= Helen Smith (British literary scholar) =

Scholar of English literature

Helen Smith is a scholar of English literature. She is Professor of Renaissance Literature and Head of the Department of English and Related Literature at the University of York.

== Career ==
Smith completed a Master of Arts degree at the University of Glasgow, before carrying out her doctoral studies at the University of York; her PhD was awarded in 2003 for her thesis "'Grossly material things': women and textual production in England, c. 1550–1650". She taught at the University of St Andrews and at the University of Hertfordshire, and then joined the Department of English and Related Literature at York in 2004. She has since held a senior lectureship, readership and professorship there; as of 2018, she is also head of the department.

Smith's book Grossly Material Things (2012) was awarded the Roland H. Bainton Literature Prize by the Sixteenth Century Society and Conference, and the DeLong Book History Prize by the Society for the History of Authorship, Reading and Publishing.

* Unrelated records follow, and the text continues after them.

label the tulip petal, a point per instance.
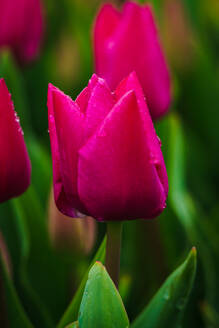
(83, 97)
(126, 184)
(154, 143)
(15, 167)
(66, 126)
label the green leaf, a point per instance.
(72, 311)
(15, 314)
(101, 304)
(167, 306)
(73, 325)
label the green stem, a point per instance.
(113, 245)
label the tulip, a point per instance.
(76, 235)
(21, 27)
(15, 168)
(128, 41)
(107, 159)
(5, 255)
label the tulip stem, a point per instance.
(113, 246)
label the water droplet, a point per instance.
(160, 143)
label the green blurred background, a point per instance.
(45, 278)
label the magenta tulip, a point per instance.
(15, 168)
(107, 160)
(21, 26)
(128, 41)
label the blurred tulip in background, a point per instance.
(107, 160)
(129, 41)
(21, 27)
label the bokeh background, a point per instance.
(46, 276)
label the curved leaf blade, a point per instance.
(71, 313)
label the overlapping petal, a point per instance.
(131, 42)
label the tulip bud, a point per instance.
(15, 168)
(107, 159)
(68, 234)
(21, 26)
(128, 41)
(179, 39)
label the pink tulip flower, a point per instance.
(21, 27)
(15, 168)
(128, 41)
(107, 159)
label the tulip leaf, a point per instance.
(73, 325)
(101, 304)
(72, 311)
(15, 314)
(167, 307)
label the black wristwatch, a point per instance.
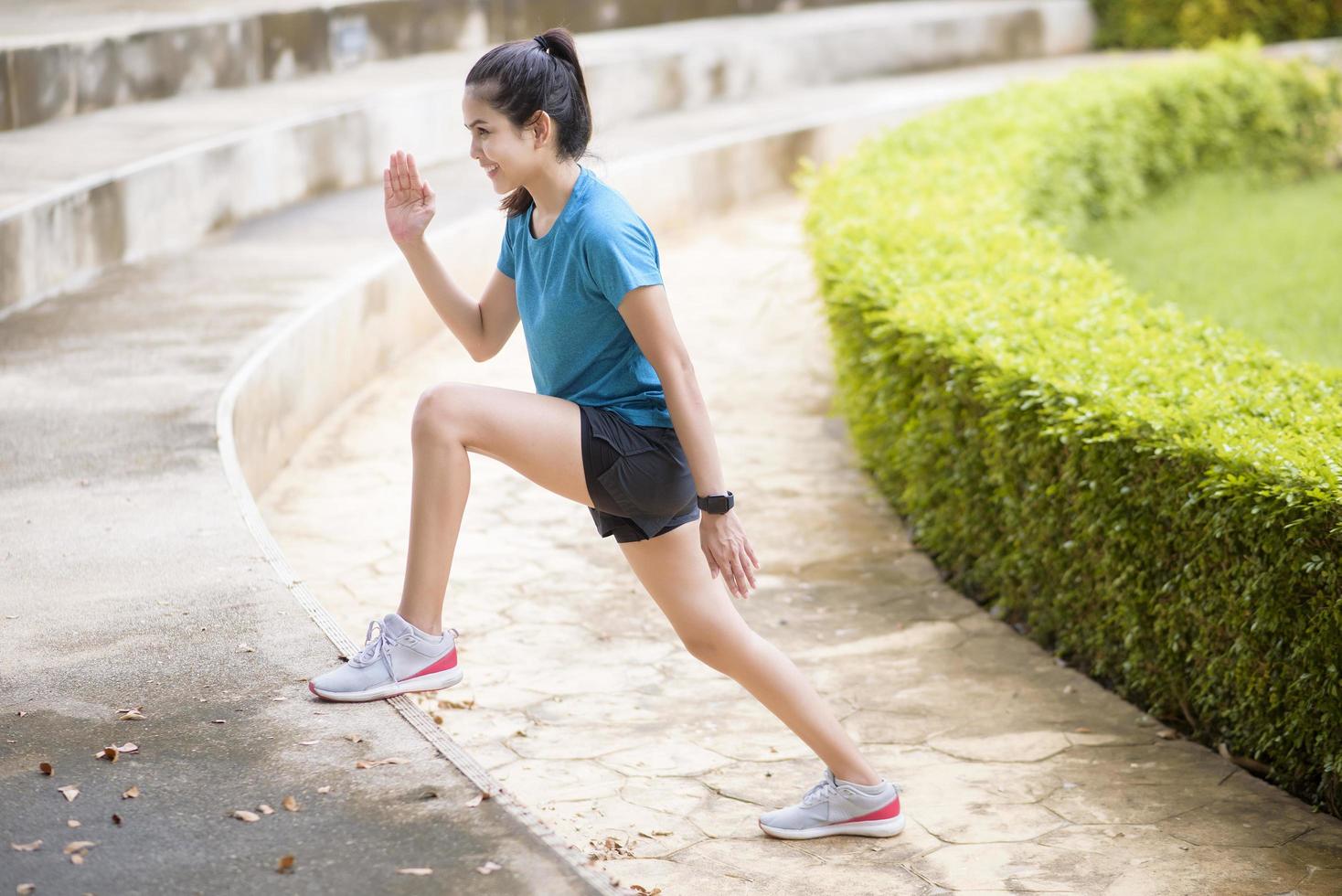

According to her University of York profile, Smith's research focuses on "Renaissance poetry, drama, and prose; history of the book; feminist literary history and theory; conversion; the Bible; the history of reading; and materiality".

== Selected publications ==
- (Co-editor with Louise Wilson) Renaissance Paratexts (Cambridge University Press, 2011)
- Grossly Material Things: Women and Book Production in Early Modern England (Oxford University Press, 2012).
- (Co-editor with Kevin Killeen and Rachel Judith Willie) The Oxford Handbook of the Bible in Early Modern England (Oxford University Press, 2015).
- (Co-editor with Simon Ditchfield) Conversions: Gender and Religious Change in Early Modern Europe (Manchester University Press, 2017).